Für acht Wochen lebte der Berliner Fotograf Jo Fischer in einer norddeutschen Provinzstadt bei Bremen. Entstanden ist eine eindrucksvolle Fotoserie, die jetzt als Bildband im Kerber Verlag erscheint.
Für acht Wochen lebte der Berliner Fotograf Jo Fischer in einer norddeutschen Provinzstadt bei Bremen. Entstanden ist eine eindrucksvolle Fotoserie, die jetzt als Bildband im Kerber Verlag erscheint.

Syke hat 24.000 Einwohner und keine Berühmtheiten. Was hat Sie dorthin verschlagen?
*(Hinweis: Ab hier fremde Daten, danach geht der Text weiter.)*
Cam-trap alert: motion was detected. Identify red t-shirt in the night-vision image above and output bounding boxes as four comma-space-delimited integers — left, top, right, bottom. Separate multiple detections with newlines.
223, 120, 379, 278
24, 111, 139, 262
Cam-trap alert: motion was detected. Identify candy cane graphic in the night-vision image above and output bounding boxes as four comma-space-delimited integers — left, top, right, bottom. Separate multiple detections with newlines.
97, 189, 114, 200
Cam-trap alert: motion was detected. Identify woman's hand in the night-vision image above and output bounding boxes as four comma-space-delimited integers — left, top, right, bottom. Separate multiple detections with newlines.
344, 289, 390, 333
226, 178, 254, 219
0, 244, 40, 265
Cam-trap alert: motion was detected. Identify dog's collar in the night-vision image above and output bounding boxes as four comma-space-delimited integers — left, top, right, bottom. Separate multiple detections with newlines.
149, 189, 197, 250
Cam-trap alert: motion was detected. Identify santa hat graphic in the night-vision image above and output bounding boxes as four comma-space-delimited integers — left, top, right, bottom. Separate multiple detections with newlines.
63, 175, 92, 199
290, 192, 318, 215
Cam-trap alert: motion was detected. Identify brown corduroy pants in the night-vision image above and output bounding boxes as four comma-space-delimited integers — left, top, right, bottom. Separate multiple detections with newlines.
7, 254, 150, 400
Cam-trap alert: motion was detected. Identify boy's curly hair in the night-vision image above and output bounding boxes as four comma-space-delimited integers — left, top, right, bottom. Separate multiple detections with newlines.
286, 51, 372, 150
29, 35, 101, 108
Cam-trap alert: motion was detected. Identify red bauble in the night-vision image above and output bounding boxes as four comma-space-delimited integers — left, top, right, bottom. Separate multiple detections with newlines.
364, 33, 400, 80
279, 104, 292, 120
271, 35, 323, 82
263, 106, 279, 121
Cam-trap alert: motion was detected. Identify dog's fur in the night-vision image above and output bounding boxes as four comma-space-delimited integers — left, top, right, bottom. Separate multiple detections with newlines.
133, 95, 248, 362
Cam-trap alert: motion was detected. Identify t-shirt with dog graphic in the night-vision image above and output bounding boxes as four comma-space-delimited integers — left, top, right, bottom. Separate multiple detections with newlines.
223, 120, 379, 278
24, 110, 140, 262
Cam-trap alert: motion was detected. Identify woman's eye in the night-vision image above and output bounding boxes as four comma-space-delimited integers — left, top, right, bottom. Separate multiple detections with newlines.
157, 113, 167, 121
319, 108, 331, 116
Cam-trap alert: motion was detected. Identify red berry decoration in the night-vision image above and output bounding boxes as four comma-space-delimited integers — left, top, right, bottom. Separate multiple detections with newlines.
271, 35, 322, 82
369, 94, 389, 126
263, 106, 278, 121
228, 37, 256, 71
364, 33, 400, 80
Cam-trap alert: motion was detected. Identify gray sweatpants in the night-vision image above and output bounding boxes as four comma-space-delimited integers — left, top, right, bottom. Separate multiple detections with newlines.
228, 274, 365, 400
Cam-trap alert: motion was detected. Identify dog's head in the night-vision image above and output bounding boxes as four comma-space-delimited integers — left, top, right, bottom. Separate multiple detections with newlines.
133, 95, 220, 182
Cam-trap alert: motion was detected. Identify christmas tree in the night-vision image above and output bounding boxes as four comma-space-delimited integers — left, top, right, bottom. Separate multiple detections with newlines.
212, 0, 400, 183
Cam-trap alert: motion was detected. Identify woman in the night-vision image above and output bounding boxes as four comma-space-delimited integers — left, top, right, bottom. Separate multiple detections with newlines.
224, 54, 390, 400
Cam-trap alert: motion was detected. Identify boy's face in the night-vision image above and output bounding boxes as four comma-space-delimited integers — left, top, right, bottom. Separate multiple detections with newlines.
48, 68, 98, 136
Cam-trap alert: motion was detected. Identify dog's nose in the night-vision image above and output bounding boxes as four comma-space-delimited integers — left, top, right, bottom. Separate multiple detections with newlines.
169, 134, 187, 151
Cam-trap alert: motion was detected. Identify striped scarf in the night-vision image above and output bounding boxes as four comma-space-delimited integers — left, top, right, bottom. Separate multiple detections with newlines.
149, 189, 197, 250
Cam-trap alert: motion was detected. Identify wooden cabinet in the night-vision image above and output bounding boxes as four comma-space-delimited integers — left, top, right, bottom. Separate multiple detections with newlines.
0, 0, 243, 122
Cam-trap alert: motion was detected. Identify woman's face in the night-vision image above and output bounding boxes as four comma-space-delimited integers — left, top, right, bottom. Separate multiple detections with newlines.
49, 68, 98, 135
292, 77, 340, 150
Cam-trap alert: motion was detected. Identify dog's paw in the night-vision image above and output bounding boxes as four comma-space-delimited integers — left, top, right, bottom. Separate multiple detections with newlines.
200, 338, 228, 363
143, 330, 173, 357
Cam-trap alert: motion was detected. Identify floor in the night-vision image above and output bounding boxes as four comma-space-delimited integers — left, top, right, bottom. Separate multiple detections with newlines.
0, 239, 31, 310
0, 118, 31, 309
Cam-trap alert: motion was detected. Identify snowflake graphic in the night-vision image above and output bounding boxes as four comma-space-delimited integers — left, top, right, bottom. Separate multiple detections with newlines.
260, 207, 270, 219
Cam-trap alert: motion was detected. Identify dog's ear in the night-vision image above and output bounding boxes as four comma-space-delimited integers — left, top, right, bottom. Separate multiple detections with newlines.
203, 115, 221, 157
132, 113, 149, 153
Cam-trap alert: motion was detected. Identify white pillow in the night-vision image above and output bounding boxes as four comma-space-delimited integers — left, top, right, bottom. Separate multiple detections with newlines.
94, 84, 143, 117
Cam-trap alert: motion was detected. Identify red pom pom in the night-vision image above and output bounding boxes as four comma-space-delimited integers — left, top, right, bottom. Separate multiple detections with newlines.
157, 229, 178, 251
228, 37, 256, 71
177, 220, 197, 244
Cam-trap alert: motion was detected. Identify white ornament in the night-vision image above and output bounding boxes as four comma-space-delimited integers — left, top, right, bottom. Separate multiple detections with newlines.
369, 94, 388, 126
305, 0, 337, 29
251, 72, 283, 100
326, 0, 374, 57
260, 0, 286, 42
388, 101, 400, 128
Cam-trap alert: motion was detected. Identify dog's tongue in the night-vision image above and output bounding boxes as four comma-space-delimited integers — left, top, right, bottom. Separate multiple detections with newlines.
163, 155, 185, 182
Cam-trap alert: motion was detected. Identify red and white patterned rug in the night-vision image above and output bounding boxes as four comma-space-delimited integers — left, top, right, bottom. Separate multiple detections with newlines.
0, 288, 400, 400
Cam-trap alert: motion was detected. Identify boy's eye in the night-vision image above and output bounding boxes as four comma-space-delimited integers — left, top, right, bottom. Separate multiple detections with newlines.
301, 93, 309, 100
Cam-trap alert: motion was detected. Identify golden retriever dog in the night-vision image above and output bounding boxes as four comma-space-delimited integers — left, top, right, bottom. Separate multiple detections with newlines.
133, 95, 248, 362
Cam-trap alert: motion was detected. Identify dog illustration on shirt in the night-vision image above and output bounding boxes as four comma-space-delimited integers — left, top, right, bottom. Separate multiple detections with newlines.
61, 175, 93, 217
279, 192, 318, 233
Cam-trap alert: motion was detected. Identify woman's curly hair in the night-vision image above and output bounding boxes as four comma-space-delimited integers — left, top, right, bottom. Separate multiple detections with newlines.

Ich wurde eingeladen. Der Leiter des Kulturzentrums Syker Vorwerk Nils-Arne Kässens hatte meine Foto-Serie German Feierlichkeit gesehen, die Menschen auf Rummelplätzen, in Vereinsheimen oder auf Schützenfesten zeigt. Gemeinsam stellten wir uns zunächst so eine Reihe auch für die Stadt Syke vor. Allerdings reiste ich dann genau zu einer Jahreszeit an, in der kaum mehr gefeiert wird.

Es war Herbst …

… ja, und es war ziemlich trüb. Die Straßen waren leer, das Wetter war grau und neblig. Mein Vorhaben, prachtvolle Farbaufnahmen zu machen, habe ich schnell über den Haufen geworfen. Ehrlich gesagt, wollte ich sogar nach drei Wochen schon aufgeben und abfahren. Die Einwohner von Syke waren wenig zugänglich, sehr verschlossen. Für ein Porträt über eine Stadt erschien mir das eher ungünstig.
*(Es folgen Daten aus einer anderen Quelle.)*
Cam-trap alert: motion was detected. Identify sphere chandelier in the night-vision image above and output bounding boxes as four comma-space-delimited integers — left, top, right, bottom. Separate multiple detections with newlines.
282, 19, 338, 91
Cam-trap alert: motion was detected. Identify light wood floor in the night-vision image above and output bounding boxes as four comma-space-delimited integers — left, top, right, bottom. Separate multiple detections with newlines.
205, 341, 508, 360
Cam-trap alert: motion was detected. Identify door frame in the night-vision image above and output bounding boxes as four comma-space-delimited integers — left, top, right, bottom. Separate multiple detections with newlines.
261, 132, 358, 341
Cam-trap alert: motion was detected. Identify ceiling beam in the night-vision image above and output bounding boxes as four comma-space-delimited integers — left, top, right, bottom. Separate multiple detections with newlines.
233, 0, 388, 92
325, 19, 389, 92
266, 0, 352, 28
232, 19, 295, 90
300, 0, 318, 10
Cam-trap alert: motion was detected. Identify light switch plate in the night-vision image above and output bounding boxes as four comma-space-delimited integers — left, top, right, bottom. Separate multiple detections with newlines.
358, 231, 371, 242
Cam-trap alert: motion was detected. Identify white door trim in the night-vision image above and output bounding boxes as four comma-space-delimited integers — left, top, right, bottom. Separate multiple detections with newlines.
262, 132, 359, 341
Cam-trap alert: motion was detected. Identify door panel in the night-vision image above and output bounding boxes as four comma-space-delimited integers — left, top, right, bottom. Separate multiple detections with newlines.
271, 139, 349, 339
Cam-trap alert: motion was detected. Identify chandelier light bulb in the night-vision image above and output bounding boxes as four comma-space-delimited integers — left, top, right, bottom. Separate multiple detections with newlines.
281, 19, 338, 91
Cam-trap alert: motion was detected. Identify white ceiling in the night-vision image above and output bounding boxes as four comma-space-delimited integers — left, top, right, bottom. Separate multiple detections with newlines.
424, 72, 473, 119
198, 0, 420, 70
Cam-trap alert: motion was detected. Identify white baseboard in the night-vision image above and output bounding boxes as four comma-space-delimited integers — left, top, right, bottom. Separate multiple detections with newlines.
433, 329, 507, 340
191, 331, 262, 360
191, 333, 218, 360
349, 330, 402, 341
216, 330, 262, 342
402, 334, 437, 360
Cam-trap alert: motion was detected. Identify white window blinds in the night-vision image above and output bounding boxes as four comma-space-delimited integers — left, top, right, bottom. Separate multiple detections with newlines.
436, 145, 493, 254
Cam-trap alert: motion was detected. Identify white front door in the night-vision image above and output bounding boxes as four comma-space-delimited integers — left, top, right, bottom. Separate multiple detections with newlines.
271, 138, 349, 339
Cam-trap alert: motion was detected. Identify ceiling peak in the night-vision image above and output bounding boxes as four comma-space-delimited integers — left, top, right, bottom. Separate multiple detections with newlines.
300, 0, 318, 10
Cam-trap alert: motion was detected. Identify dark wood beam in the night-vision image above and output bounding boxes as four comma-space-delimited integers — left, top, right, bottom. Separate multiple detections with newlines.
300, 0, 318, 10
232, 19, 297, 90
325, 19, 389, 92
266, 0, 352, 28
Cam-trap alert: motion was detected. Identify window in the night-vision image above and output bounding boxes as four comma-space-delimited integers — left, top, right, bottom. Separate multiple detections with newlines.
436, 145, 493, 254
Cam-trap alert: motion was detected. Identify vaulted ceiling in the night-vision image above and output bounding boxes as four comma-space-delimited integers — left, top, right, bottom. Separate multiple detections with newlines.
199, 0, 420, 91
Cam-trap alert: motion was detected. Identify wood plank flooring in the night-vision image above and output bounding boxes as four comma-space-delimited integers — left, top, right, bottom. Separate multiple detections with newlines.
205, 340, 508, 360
Jetzt ist aus Ihrem Syke-Projekt ein Buch entstanden. Es hat also doch noch geklappt.

Dank einer Pressekonferenz erhielt ich endlich Zugang zu den Menschen. Seniorentanz, Friseur, Wohnheim für psychisch Kranke. Ich habe angefangen, in Schwarzweiß zu fotografieren. Das entsprach nicht nur der jahreszeitlichen Tristesse, sondern auch meinem Gemütszustand. Ich muss sagen, das Projekt war eine Herausforderung, denn ich habe einiges dazu gelernt. Wenn die Wirklichkeit nicht genug Raum bietet, muss man anfangen, zu dichten. Und so ist In Syke keine klassische Dokumentation, sondern eine Mischung aus Wahrheit und Fiktion geworden.
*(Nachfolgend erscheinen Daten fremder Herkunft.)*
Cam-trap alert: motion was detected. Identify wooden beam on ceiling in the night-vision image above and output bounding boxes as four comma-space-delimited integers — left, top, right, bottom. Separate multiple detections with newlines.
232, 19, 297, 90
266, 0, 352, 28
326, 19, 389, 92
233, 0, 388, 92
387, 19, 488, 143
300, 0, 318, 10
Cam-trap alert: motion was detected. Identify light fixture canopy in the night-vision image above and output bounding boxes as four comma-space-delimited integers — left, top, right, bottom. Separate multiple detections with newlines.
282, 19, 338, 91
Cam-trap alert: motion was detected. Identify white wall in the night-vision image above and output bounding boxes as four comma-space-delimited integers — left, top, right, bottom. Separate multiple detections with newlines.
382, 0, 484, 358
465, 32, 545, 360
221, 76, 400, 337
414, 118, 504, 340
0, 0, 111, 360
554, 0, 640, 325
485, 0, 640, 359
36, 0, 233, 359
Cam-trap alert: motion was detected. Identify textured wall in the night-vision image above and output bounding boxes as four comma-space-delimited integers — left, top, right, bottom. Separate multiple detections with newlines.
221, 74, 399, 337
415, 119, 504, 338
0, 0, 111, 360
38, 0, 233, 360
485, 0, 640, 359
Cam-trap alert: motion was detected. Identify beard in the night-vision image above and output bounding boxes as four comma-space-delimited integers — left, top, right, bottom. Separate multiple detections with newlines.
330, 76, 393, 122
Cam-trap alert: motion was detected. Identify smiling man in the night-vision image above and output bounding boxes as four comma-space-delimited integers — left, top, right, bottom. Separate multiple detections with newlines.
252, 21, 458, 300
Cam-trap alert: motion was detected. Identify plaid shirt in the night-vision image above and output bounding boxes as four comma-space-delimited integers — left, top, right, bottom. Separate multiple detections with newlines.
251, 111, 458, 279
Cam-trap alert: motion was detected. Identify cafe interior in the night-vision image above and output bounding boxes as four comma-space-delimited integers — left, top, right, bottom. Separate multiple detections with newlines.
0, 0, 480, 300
Neben wolkenverhangenen Landschaften haben Sie auch alte Menschen fotografiert. Die Porträts zeigen Falten, Narben, Poren. Was war Ihre Absicht?

Ich wollte die Menschen zeigen, wie sie wirklich sind. Geradeaus, direkt und ernst. Lachen verzerrt nur das Gesicht. Die Porträts sind sehr nah und dicht, aber mit einem liebevollen Zugang fotografiert. Es sind ehrliche Bilder, Bilder, die Würde zeigen, den Menschen und wie er älter wird. Sie stellen niemanden bloß. Bislang hatte ich Porträts in dieser geraden Form noch nie gemacht, mit der Leica SL und ihrer Zoomoptik lag das aber nahe.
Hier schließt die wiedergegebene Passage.